À la fin de notre récolte, nous avons remarqué les enseignes d’arrosage qui étaient absentes la première fois. Il n’y a pas de meilleurs fruits que les fruits sauvages.

L’arrosage a eu lieu quatre jours avant notre récolte. Pas de pluie durant cette période. Nous avons marché dans cet arrosage de longues heures. J’ai jeté mes bleuets.

Après quatre jours, il n’y a pas une bête qui en a mangé. Et vous nous dites que nous pouvons en manger malgré l’arrosage.

Ce pesticide tue des arbres qui nuisent à la pousse des arbres résineux.

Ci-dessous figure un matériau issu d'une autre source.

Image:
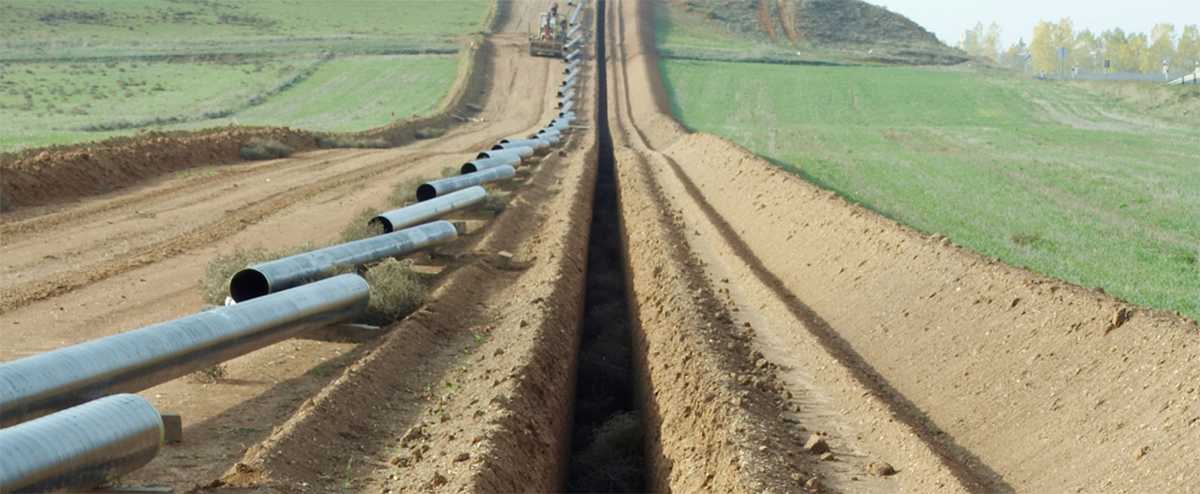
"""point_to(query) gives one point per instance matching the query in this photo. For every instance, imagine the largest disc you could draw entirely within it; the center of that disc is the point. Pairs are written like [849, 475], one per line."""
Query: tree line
[1087, 52]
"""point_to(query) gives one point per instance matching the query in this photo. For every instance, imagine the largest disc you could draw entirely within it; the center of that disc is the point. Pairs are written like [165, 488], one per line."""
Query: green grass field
[1062, 180]
[88, 70]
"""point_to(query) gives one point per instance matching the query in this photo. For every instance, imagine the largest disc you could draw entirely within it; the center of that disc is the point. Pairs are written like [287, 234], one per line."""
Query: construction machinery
[551, 35]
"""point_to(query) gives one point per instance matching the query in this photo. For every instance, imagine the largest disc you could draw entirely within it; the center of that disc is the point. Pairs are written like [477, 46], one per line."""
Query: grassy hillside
[1066, 181]
[88, 70]
[795, 31]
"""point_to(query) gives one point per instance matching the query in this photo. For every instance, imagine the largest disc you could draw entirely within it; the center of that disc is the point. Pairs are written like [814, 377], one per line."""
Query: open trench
[606, 438]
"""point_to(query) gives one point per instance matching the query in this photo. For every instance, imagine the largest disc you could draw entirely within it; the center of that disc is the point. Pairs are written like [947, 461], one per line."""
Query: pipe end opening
[426, 192]
[381, 223]
[249, 284]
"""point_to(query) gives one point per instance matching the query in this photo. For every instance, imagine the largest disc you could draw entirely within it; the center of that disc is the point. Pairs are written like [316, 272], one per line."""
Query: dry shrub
[264, 149]
[396, 291]
[209, 374]
[360, 227]
[613, 462]
[496, 202]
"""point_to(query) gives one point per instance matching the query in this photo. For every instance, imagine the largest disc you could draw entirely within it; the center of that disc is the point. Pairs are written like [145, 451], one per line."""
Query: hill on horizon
[863, 30]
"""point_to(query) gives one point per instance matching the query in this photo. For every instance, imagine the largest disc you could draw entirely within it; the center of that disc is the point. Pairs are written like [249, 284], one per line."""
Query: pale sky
[1017, 18]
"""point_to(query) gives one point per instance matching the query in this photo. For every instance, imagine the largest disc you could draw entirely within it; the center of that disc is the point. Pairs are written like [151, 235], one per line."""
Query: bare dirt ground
[767, 311]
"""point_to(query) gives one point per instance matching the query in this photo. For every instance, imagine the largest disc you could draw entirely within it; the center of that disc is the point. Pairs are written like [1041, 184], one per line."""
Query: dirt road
[768, 313]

Comment peut-on assumer que cet arrosage n’est pas nuisible à la santé lorsque d’autres provinces en interdisent l’épandage?

Oui nous avons besoin des arbres pour le travail. D’autres provinces en ont besoin aussi.

Vous avez le pouvoir d’arroser. Par contre, vous n’avez pas le courage de nous dire la vérité.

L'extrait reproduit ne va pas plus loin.